Despite these perils, Bloomberg notes “This Retirement Investing Tool Might Actually be Working” as target-date funds grow in popularity. Currently, more than half of 401(k) savings land in target-date accounts and it is expected that by 2019, $2 trillion, or 88%, of all savings will be earmarked for target-date accounts.

Investors typically do better riding the waves of the market in such accounts, but fees are a concern, along with the possibility investors might dump such strategies in down markets.

‘When I was having that alphabet soup, I never thought it would pay off.’—Vanna White

Consumer use of and participation in 401(k) plans is noteworthy.

One in Five Investors Have Tapped Into 401(k) Prematurely,” says Gallup. In the last five years, 21% of plan participants have taken a loan or early withdrawal; “troubling signs… 401(k) plans are not intended to be accounts from which contributors can make early withdrawals.”

Fifty-five percent of consumers understand tax consequences of withdrawals “extremely well.” Five-percent understand “not very well” or “not at all.”

Ultimately, investors need help to build more appropriate emergency savings.

Meanwhile, “Millennials Flock to 401(k) Plans” as “64% more employees between ages 18 and 34 started contributing to 401(k) plans last year compared to 2013,” notes a Bank of America Merrill Lynch study.

This trend is credited to an improving economy and better job opportunities.

Consumers fail to take full advantage of 401(k) opportunities as “Americans Likely Leaving $24 Billion in Unclaimed 401(k) Company Matching Contributions on the Table Annually,” according to a study by Financial Engines.

For the typical worker, this amounts to $1,336 left behind per year; an additional 2.4% of annual income they do not take. “With compounding, this could amount to as much as $42,855 over 20 years.”

‘Success is that old ABC—ability, breaks, and courage.’—Charles Luckman, American businessman

Some employers implement strategies that boost employee savings efforts and further impact 401(k) plans.

Bank of America Merrill Lynch 401(k) Wellness Scorecard Reveals Automation, Mobility and Advice Increases Employees’ Participation in Workplace Benefit Plans.”  A study reveals 78% of 401(k) savers in 2014 that made a change in their strategies did so “by either starting or increasing their contributions.”

The percentage of those who contributed in 2014 increased 18% over 2013.

Plan simplification is part of the explanation for the increase as automatic enrollment and automatic increase strategies grew in popularity.

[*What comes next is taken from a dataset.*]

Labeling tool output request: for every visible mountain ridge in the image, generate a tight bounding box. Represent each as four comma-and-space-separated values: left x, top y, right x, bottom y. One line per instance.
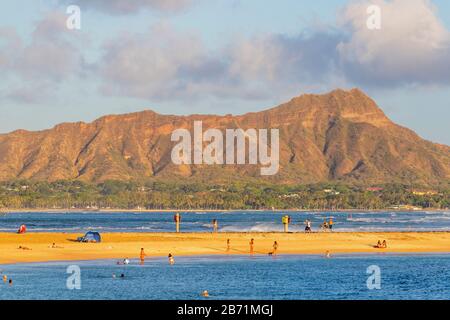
0, 89, 450, 184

Also, timing of messaging by employers is important as there is “a strong correlation between increasing retirement contributions and annual healthcare enrollment.”

Further, the ability to get financial advice at work and mobile access to accounts are also helpful factors.

Employer Stock in 401(k) Plans Down but Not Out,” notes Employee Benefit Adviser. For workers at large public employers, stock consisted of 11% of 401(k) assets in 2014, down 50% over the previous 10 years.

A diversity of stock options is intended to lessen investment risk for employees.

‘A goal without a plan is just a wish.’—Antoine de Saint-Exupery, French writer

Changes to 401(k) plans are on the horizon.

The Atlantic asks “Can 401(k) Plans Be Improved?” The answer seems to be “yes” as the article compares U.S. retirement planning with that of other countries and suggests lenient American policy toward withdrawals contribute to problems with retirement readiness. Changes to lessen this flexibility might be helpful.

Also, an article at The Street says guaranteed income is a big incentive for retirees, and “the Department of Labor and the U.S. Treasury Department (are) really pushing, emphasizing, blessing—making it easier to have annuities inside of qualified plans, 401(k)s.”

And, with implications possibly better or worse for consumers, U.S. News and World Report notes “Six Ways Employers Plan to Change 401(k) Plans,” including fewer investment choices, Roth options, the addition of index funds, more auto features, higher fees, and increased communication with investors.

The 401(k) plan has fans and foes, but it seems to be here to stay as an important part of retirement savings strategies. It is prudent for workers and employers know what is required to spell out a comfortable retirement.